At the moment, probably not. “Certainly nobody who has no symptoms at all and has not had contact with anybody who is known to have COVID-19, should be running out and getting tested,” says Dr. Daniel Kuritzkes, chief of the division of infectious diseases at Brigham and Women’s Hospital.“
While doctors have discretion on ordering tests, most depend on some type of risk assessment, based on CDC guidance, to decide how likely it is that people asking for the test were exposed to the virus.
It’s worth noting that different doctors may assess risk in different ways, however, so some providers may be more willing to order tests than others. The number of tests available also factors into their decision. “We’re still not ready to test people just because they want to know because we don’t have even tests,” says Buchholz. Until recently, testing kits have been limited, so doctors have been reserving tests for those who were most likely exposed and would test positive. (That should change this week, as more commercial testing labs produce tests that doctors can order.)
Doctors are also keeping in mind that people who couldn’t be tested but have been asked to self-isolate just in case, will need to be tested in order to clear them to return to work. (The CDC says people should have two negative tests to confirm they aren’t contagious.)

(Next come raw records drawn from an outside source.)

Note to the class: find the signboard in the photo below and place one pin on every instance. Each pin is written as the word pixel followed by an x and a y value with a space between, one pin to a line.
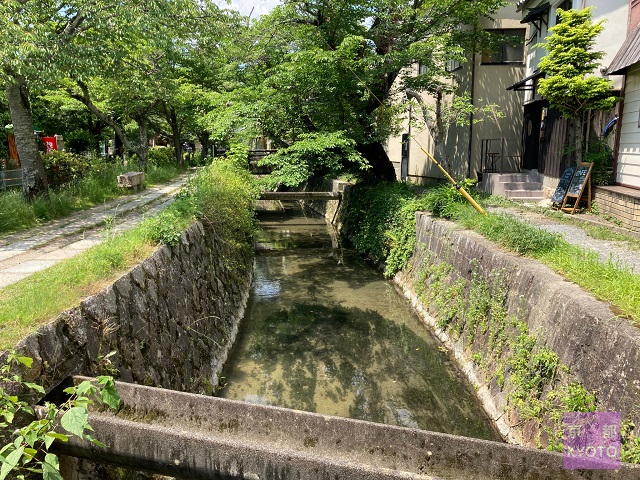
pixel 563 185
pixel 50 143
pixel 581 180
pixel 578 180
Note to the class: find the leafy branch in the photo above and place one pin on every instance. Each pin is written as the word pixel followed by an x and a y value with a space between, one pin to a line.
pixel 28 449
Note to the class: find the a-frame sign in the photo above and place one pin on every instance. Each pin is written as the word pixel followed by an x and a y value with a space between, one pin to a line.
pixel 580 184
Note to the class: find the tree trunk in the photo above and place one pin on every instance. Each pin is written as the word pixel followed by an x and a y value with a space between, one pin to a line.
pixel 205 141
pixel 171 117
pixel 579 137
pixel 34 178
pixel 381 166
pixel 143 149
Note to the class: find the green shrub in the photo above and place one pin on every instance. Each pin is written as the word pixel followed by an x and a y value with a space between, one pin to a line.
pixel 64 167
pixel 167 227
pixel 79 141
pixel 161 157
pixel 444 201
pixel 371 212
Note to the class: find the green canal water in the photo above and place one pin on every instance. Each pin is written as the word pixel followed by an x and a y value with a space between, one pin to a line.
pixel 324 332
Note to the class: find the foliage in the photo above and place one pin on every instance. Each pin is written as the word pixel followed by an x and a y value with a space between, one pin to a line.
pixel 444 200
pixel 238 155
pixel 64 167
pixel 370 213
pixel 98 186
pixel 569 59
pixel 328 154
pixel 221 194
pixel 569 84
pixel 380 219
pixel 162 156
pixel 326 67
pixel 29 449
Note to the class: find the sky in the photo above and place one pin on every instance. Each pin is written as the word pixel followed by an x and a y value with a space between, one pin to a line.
pixel 260 7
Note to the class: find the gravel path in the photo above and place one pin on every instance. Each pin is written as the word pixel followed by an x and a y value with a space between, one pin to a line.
pixel 619 252
pixel 30 251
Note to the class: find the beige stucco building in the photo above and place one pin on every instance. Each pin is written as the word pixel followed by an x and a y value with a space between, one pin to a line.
pixel 488 140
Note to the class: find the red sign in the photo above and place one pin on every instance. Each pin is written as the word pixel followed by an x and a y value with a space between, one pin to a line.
pixel 50 143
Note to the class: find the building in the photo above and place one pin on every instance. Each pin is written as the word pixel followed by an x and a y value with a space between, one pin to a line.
pixel 546 134
pixel 492 144
pixel 622 201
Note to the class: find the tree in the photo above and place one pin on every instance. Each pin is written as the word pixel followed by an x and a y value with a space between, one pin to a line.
pixel 329 66
pixel 44 41
pixel 568 85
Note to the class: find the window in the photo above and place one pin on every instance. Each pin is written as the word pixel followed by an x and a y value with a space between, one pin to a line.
pixel 453 65
pixel 566 5
pixel 507 47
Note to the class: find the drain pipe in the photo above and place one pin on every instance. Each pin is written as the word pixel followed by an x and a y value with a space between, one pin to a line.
pixel 473 85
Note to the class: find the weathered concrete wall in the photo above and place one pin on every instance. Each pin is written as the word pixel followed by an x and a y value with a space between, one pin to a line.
pixel 171 320
pixel 601 350
pixel 199 437
pixel 327 208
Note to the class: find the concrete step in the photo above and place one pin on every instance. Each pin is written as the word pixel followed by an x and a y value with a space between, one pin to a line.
pixel 528 194
pixel 521 185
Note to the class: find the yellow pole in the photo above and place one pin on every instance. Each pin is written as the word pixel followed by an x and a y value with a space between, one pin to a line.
pixel 462 191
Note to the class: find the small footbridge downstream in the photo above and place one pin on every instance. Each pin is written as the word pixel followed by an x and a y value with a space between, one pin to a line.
pixel 307 196
pixel 199 437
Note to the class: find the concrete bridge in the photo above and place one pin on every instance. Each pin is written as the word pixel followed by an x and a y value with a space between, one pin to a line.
pixel 307 196
pixel 198 437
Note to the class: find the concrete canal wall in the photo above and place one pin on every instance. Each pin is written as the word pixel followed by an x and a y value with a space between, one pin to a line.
pixel 170 321
pixel 594 347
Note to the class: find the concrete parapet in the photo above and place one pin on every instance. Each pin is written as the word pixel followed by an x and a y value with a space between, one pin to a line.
pixel 170 320
pixel 198 437
pixel 600 350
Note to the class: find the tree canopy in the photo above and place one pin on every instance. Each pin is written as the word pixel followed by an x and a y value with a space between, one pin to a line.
pixel 325 80
pixel 570 85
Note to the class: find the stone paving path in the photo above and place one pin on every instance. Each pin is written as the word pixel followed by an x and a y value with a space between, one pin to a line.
pixel 619 252
pixel 30 251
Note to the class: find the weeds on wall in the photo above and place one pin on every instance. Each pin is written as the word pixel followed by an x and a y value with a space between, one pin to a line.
pixel 539 388
pixel 380 219
pixel 28 448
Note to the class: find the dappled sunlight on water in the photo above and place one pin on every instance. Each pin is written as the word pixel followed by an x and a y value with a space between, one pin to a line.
pixel 326 333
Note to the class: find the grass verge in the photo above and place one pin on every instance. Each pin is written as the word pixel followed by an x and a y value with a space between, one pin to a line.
pixel 222 194
pixel 380 221
pixel 98 187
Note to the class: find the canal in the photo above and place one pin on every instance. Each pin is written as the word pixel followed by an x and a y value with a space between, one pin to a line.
pixel 324 332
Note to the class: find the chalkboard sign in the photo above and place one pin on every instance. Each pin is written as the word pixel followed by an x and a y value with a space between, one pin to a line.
pixel 577 182
pixel 581 179
pixel 563 185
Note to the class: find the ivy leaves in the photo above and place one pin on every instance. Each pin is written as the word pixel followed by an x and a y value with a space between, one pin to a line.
pixel 28 452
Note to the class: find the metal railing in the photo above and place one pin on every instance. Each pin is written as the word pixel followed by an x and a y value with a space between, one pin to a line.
pixel 500 155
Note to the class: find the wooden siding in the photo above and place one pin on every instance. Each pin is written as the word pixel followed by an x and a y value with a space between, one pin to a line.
pixel 628 165
pixel 552 161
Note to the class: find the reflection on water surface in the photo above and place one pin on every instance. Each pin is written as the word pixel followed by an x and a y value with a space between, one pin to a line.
pixel 326 333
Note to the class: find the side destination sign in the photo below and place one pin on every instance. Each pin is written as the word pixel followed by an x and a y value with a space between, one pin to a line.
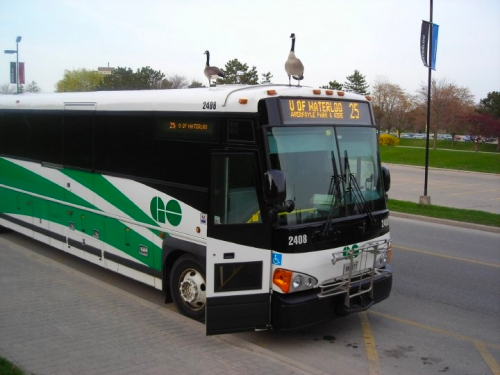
pixel 318 111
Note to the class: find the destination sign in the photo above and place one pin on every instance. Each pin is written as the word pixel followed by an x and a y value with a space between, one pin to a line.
pixel 185 128
pixel 319 111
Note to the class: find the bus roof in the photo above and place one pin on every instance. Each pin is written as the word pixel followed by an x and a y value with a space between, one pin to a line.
pixel 222 98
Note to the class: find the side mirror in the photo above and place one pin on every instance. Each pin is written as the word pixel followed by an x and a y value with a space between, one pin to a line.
pixel 275 187
pixel 386 176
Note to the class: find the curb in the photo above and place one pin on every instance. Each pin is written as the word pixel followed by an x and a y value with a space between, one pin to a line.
pixel 460 224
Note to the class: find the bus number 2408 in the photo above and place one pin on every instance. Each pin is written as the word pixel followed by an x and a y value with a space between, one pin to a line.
pixel 297 240
pixel 209 105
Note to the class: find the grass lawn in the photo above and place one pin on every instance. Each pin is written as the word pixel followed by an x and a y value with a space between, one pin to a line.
pixel 440 212
pixel 461 157
pixel 442 158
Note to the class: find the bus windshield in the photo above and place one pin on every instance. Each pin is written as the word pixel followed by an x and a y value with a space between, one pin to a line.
pixel 331 172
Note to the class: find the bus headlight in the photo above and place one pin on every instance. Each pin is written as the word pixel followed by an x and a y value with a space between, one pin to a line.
pixel 289 281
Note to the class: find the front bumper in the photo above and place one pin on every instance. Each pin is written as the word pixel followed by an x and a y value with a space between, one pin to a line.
pixel 299 310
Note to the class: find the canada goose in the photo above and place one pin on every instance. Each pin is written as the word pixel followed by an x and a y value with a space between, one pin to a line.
pixel 211 72
pixel 293 65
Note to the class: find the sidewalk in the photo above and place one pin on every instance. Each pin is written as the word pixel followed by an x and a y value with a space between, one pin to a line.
pixel 55 320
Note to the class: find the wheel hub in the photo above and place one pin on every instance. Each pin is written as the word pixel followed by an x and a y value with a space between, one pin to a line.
pixel 192 289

Buccholz also notes that testing people who don’t have symptoms isn’t necessarily helpful, since it’s possible that if people who are infected get tested very soon after their infection, they might be negative.
Testing people without symptoms in the general population falls into the category of public health screening, and the goal there is to get a better handle for how widespread an infection is in the community. While this is important to know, it’s not as critical at this point in the pandemic as finding people who need treatment immediately.
I don’t have symptoms but I might have come into contact with someone who tested positive at work. Can I get tested?
As capacity for COVID-19 testing grows, this is likely the next group that would be eligible.
Right now, however, these people would most likely be turned away. For example, most of Massachusetts’ nearly 100 cases came from a company meeting held in Boston that was attended by several people who had recently traveled to Italy and became infected. At the time, meeting attendees who didn’t have symptoms but wanted to be tested at emergency rooms were turned away because they weren’t sick.
“Even in those cases, we would not recommend that people go to the emergency room for testing,” says Dr. Aimee Moulin, associate professor of emergency medicine at University of California Davis. “At the emergency room, we are trying to focus on patients who are symptomatic.” They simply don’t have a testing capacity for an entire community, she says.
If I have symptoms, where should I go to get tested?
Because COVID-19 seems to be highly contagious, doctors are urging people with fevers and cough to not walk into emergency rooms or make appointments at their doctor’s office. Call first, describe your symptoms and then follow your doctor’s advice about whether you need to be tested.
If you need testing, you may be directed to special COVID-19 testing facilities, including drive-through units or tents outside emergency rooms where you would minimize your contact with others.
These practices may change as the outbreak evolves, say experts, and it’s likely that in coming weeks as more tests are available, more groups of people would be eligible for testing, including those with respiratory symptoms that can’t be linked to flu. Broader testing of people without symptoms may also be possible, as public health officials try to learn important information about how deeply the virus has penetrated a community, and how many people can be infected with no symptoms or only mild ones. “But we’re still days or weeks away from having that kind of testing capacity,” says Kuritzkes.